После беседы с Энгусом Огом Философ получил благословение бога и подался обратно. Покинув пещеру, он ведать не ведал, где находится, повернуть ли ему направо или налево. Была у него одна-единственная путеводная мысль: раз взбирался он на гору, пока шел сюда, значит – из простой противоположности – домой предстоит идти с горы вниз, а потому поворотился Философ лицом к склону холма и устремился вперед. Воодушевленно взбирался он на холм – спускался же в полном восторге. Распевал во весь голос всякому ветру, что летел мимо. Из кладезей забвения извлек сверкающие слова и задорные мелодии, какими упивалось его детство, и, шагая, пел их громко и непрестанно. Солнце еще не взошло, но вдали небо уже проницала безмолвная яркость. Свет дня, впрочем, почти весь загорелся, от теней осталась лишь тонкая пелена, и ровный, недвижимый покой нависал с серых небес над шептавшей землей. Птицы уже завозились, но еще не пели. То и дело одинокое крыло оперяло прохладный воздух, но по большей части птахи гнездились теснее в качких гнездах, или под папоротниками, или в кочковатой траве. Вот донесся призрачный щебет – и угас. Чуть подале сонный голосок выкликнул «чик-чирик» – и вновь вернулся в тепло под крылом. Помалкивали даже кузнечики. Созданья, что бродят в ночи, вернулись в свои кельи и приводили жилища в порядок, а те существа, что подвластны дню, держались за свой уют – еще хоть минуточку. Но вот уж первый плоский луч шагнул, подобно милому ангелу, на горную вершину. Хрупкое сияние сделалось ярче, набрало силу. Растворилась серая пелена. Птицы вырвались из гнезд. Пробудились кузнечики и тут же разом взялись за дело. Голос неумолчно перекликался с голосом, и поминутно ликовала несколько просторных мигов песня. Но в основном у них сплошные тары-бары, пока взмывали они, и ныряли, и проносились – всякая птаха охоча до завтрака.

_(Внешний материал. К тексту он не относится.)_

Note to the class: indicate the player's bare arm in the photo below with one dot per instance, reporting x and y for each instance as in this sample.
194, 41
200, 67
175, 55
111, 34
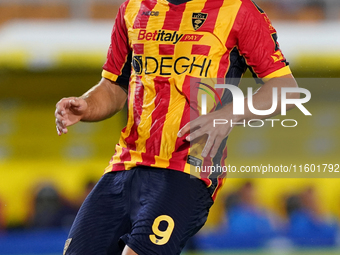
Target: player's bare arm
262, 100
100, 102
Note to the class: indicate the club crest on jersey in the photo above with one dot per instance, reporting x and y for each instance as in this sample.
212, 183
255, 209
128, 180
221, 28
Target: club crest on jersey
198, 19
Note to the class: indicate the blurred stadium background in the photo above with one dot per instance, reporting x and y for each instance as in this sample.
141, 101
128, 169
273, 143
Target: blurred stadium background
55, 48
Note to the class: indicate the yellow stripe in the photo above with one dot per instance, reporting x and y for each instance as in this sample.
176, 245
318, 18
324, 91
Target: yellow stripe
115, 159
226, 19
108, 75
281, 72
131, 12
191, 7
155, 22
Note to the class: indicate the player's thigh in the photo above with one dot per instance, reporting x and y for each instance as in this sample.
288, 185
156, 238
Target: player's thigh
101, 220
171, 207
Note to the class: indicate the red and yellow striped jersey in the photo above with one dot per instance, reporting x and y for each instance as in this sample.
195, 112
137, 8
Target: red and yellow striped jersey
157, 48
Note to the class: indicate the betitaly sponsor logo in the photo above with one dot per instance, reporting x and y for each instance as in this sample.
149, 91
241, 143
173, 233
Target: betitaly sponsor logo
166, 36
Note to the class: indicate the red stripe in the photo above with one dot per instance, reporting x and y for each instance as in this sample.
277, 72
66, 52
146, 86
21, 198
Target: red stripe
142, 18
212, 7
137, 112
166, 49
219, 186
179, 156
138, 48
200, 50
158, 116
173, 17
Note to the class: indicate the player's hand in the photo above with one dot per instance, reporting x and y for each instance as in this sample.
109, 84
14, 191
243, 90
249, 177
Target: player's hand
69, 111
204, 125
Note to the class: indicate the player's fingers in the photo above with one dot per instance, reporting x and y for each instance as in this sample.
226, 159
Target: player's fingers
184, 130
74, 102
208, 146
61, 124
197, 133
215, 147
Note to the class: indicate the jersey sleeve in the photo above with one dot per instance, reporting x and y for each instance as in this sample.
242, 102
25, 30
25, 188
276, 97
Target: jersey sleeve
117, 67
257, 42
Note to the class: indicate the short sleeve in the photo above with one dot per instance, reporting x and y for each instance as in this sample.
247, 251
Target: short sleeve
118, 63
257, 42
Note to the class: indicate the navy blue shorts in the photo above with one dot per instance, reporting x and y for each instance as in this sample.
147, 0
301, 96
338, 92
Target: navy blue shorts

Философ сунул руку в котомку, нащупал там последние крохи булок, и в тот миг, когда рука его коснулась пищи, столь яростный голод одолел Философа, что сел он, не сходя с места, и приготовился поесть.

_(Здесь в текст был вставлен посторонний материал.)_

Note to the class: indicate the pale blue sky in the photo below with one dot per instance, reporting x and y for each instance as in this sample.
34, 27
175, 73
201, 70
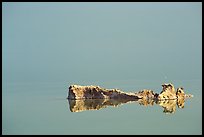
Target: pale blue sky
100, 41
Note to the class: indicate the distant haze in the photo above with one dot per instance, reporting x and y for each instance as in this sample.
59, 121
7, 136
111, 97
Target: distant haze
101, 41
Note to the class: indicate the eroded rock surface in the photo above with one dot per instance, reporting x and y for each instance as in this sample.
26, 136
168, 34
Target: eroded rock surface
95, 92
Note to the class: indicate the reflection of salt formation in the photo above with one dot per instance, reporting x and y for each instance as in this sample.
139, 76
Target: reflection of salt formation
94, 97
96, 104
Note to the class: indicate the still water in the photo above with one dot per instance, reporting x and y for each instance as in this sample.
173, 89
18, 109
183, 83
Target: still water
42, 108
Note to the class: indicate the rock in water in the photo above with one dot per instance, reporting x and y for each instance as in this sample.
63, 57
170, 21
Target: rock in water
95, 92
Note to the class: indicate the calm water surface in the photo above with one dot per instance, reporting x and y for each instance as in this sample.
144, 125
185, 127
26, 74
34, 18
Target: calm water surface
42, 108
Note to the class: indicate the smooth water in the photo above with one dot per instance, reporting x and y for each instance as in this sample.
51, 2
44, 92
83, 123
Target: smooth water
42, 108
46, 47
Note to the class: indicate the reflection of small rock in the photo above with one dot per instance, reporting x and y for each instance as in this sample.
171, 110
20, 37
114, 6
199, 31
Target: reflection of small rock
168, 105
94, 97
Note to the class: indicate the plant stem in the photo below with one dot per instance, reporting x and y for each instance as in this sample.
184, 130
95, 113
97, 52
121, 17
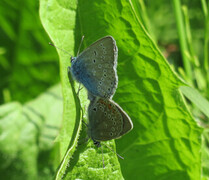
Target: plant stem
182, 38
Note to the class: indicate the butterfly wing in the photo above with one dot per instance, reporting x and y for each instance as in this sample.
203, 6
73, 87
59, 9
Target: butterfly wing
127, 123
96, 66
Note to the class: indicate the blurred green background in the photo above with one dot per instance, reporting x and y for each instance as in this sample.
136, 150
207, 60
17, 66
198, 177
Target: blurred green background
29, 66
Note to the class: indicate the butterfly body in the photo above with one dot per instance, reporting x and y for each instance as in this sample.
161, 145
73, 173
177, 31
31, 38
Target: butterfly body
107, 120
96, 67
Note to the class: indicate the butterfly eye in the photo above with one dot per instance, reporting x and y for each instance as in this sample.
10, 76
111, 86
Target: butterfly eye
111, 134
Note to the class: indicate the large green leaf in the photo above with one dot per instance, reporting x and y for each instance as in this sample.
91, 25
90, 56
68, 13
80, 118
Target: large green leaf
27, 134
165, 141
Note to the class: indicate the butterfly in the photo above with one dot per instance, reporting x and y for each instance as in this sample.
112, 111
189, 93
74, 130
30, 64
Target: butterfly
96, 67
107, 120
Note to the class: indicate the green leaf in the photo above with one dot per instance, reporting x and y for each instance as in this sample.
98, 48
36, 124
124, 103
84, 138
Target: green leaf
27, 134
165, 142
194, 96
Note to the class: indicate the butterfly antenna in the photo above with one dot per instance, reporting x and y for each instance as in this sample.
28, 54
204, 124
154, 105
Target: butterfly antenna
80, 46
102, 157
59, 48
114, 151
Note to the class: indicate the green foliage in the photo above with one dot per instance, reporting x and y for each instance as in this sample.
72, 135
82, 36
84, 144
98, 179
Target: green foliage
165, 141
26, 59
27, 134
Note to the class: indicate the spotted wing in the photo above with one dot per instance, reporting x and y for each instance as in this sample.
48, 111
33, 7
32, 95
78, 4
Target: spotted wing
105, 120
96, 67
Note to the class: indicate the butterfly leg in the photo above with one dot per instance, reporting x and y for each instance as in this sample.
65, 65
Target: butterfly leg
79, 88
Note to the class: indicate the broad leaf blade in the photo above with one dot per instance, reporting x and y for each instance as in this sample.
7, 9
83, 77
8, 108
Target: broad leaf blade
165, 141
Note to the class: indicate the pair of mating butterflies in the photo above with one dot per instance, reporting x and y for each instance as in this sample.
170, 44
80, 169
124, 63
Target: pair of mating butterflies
95, 68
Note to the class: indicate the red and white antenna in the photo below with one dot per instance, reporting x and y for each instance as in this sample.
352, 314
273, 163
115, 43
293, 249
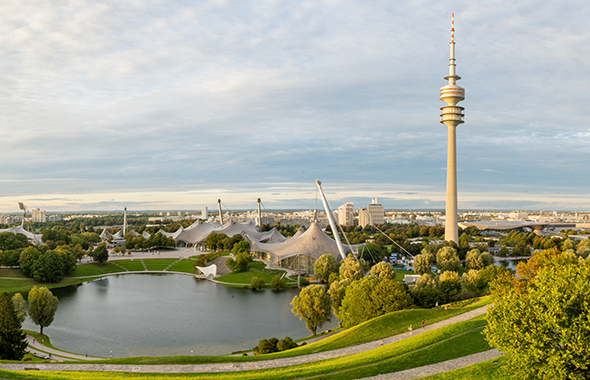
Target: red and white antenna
452, 28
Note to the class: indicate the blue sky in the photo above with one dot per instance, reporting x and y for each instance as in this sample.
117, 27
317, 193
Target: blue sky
173, 104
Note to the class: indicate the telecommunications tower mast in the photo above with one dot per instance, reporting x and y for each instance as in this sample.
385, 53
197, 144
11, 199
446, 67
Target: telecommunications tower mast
452, 115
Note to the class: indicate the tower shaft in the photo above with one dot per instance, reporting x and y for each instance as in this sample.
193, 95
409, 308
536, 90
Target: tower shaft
451, 229
452, 115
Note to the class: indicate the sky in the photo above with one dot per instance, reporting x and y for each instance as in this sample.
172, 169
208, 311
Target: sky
171, 105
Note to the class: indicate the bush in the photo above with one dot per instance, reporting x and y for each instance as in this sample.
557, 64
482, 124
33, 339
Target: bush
266, 346
240, 263
257, 283
450, 288
286, 344
428, 297
371, 297
278, 282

Уселся он на пригорке под изгородью, и прямо перед ним находились несуразные деревянные ворота, а за ними – обширное поле. Устроившись, Философ вскинул взгляд и увидел, как к воротам подходит небольшая компания. Четверо мужчин и три женщины, у каждого при себе – металлический подойник. Философ со вздохом положил ковригу обратно в сумку и сказал:
– Все мужчины братья, а эти люди, быть может, голодны не меньше моего.
Вскоре незнакомцы приблизились. Первым шел здоровенный мужчина, заросший бородой по самые глаза, – двигался он, как сильный ветер. Он отомкнул ворота, вынув колышек, на которой они были заперты, и вместе со своими спутниками миновал их, а затем запер за собой. К этому человеку как к старшему Философ и обратился.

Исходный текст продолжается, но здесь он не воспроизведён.